Setelah berkata demikian, Gandik cepat berbalik dan melesat pergi. Kabat
pun bergegas mengikuti jejak temannya. Demikian pula keempat anak muda yang
sudah babak belur. Mereka tentu saja tidak bisa bergerak cepat, tapi tetap
berusaha meninggalkan tempat ini dengan sisa-sisa kekuatan yang ada.
Sementara Bayu sudah memutar tubuhnya dan melangkah mendekati wanita berbaju
serba hitam yang masih tetap berdiri di depan rumah Minarti.
"Terima kasih, kau membantuku mengusir mereka," ucap Bayu seraya menjura
membungkukkan tubuhnya.
"Jangan berterima kasih kepadaku. Dan itu memang sudah tugasku untuk
melindungi Minarti. Seperti juga kau," sergah wanita berbaju serba hitam
yang sudah dikenal berjuluk si Perawan Pembawa Maut.
"Kalau boleh kutahu, siapa sebenarnya Nisanak ini...?" tanya Bayu
sopan.
"Belum saatnya kau tahu siapa aku, Pendekar Pulau Neraka," sahut wanita
itu.
Belum juga gema suara Perawan Pembawa Maut habis, tubuhnya sudah melesat
cepat. Bayu sejenak terkesiap.
"Hei...?! Tunggu...!"
Tapi wanita berbaju serba hitam itu sudah lebih cepat sampai ke atas atap
rumah. Kemudian, tubuhnya langsung meluruk turun ke bagian belakang.
Sebenarnya, Bayu bisa saja mengejar. Tapi, pikirannya langsung tertuju pada
keselamatan Minarti. Padahal dalam benaknya timbul segudang pertanyaan yang
tentu saja tidak mungkin bisa terjawab saat ini.
Pendekar Pulau Neraka kemudian mengayunkan kakinya memasuki beranda depan
rumah ini. Sebentar matanya melirik lantai beranda yang jebol. Kakinya terus
terayun melangkah masuk, lalu berhenti begitu melewati pintu Tampak Minarti
tengah duduk saja di kursi yang ada di tengah-tengah ruangan depan rumah
ini. Ternyata gadis ini tidak kurang suatu apa pun juga. Malah bibirnya
menyunggingkan senyum, kemudian bangkit berdiri begitu melihat Bayu.
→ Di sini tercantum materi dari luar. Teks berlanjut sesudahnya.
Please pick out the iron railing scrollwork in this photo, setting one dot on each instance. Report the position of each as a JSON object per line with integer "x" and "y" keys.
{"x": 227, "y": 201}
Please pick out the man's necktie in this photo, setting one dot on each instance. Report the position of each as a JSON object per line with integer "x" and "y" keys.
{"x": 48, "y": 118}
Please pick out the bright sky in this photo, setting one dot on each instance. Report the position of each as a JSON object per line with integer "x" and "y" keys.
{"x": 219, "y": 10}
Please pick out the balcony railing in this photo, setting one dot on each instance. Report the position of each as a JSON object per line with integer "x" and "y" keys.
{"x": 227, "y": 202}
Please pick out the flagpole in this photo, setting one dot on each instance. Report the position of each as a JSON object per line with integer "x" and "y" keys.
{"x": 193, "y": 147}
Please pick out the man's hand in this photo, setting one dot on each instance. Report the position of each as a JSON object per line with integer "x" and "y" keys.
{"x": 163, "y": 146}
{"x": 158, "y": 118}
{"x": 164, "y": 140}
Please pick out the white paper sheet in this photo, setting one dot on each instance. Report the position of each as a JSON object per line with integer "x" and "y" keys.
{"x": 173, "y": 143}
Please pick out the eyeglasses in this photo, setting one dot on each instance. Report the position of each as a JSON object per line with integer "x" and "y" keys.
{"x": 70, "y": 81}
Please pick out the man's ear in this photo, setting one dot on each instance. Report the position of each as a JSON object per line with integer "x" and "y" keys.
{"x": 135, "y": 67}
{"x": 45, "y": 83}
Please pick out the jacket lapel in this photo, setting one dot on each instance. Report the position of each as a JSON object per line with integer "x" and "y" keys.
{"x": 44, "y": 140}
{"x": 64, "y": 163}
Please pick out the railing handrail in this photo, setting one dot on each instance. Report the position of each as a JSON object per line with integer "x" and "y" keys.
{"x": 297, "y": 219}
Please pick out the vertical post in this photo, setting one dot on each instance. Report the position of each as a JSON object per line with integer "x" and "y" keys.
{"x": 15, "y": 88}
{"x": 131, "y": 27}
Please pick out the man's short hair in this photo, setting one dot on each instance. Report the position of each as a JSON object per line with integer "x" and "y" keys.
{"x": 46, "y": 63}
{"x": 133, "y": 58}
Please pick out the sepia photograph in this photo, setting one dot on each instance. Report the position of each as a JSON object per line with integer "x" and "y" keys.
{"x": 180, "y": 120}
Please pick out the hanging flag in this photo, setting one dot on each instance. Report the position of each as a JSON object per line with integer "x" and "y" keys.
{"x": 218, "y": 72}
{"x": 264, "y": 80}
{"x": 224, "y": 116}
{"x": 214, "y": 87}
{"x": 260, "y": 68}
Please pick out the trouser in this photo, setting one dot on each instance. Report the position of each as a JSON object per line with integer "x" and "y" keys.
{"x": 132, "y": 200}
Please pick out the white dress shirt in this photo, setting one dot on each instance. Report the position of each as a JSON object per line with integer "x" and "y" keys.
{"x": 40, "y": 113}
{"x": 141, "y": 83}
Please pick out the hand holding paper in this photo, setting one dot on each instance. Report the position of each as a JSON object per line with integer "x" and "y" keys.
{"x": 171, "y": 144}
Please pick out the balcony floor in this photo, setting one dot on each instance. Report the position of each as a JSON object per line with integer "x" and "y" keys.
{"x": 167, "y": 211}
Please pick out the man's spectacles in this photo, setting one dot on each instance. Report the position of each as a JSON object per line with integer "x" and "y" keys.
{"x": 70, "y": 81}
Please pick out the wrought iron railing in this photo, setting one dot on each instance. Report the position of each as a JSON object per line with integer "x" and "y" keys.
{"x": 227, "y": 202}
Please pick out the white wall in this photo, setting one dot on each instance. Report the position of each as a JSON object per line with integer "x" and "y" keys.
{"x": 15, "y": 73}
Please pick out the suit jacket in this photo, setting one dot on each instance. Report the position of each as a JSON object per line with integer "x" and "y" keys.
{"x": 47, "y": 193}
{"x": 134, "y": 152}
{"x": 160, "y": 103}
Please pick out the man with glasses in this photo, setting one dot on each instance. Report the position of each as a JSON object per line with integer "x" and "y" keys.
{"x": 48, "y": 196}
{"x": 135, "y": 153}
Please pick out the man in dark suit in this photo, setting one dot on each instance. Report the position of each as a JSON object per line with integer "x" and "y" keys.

Bergegas dituangnya air dingin dari dalam kendi ke dalam gelas bambu, dan
dihampirinya Pendekar Pulau Neraka.
"Terima kasih," ucap Bayu sambil menerima gelas bambu berisi air dingin
dari tangan gadis ini.
Bayu meneguknya hingga tak bersisa lagi. Diletakkannya gelas bambu itu di
atas meja, lalu tubuhnya dihempaskan di balai-balai bambu yang hanya
beralaskan selembar tikar anyaman daun pandan. Minarti kembali duduk di
kursi yang tadi ditempatinya. Gadis ini kelihatan begitu tenang seperti
tidak pernah terjadi apa-apa.
"Cepat atau lambat, mereka pasti akan datang lagi," kata Bayu, agak
mendesah suaranya.
"Maaf, aku telah menyusahkanmu," ucap Minarti.
"Tidak ada yang perlu disesah, Minarti. Aku sudah berjanji pada ayahmu
untuk melindungimu, selama ayahmu masih memulihkan keadaan dirinya," tegas
Bayu.
"Seharusnya, kejadian ini tidak perlu ada, kalau saja...," Minarti tidak
melanjutkan kata-katanya.
Bayu tidak memperhatikan sama sekali. Tubuhnya terasa begitu lelah setelah
bertarung melawan empat orang yang memiliki kepandaian cukup tinggi tadi.
Pendekar Pulau Neraka mengakui kalau keempat anak muda itu cukup tangguh.
Kalau mereka bertarung tenang, pasti akan lebih berbahaya lagi. Sayangnya,
tadi terlihat kalau mereka sudah gentar terlebih dahulu sebelum masuk ke
dalam pertarungan. Dan ini yang membuat mereka jadi kurang mengendalikan
diri. Sehingga, Bayu bisa mudah mengalahkannya, meskipun harus sedikit
menguras tenaga.
"Minarti, kau tahu wanita berbaju hitam yang tiba-tiba muncul tadi...?"
tanya Bayu teringat pada wanita berbaju hitam yang dikenal berjuluk si
Perawan Pembawa Maut.
"Wanita yang mana?" Minarti malah balik bertanya.
"Kau tadi memperhatikan ke depan, bukan...?"
Minarti mengangguk.
"Tentu kau melihat ada wanita berbaju hitam yang muncul di depan rumah
tadi. Ku dengar salah seorang dari mereka menyebutnya si Perawan Pembawa
Maut Siapa dia, Minarti...?" desak Bayu lagi.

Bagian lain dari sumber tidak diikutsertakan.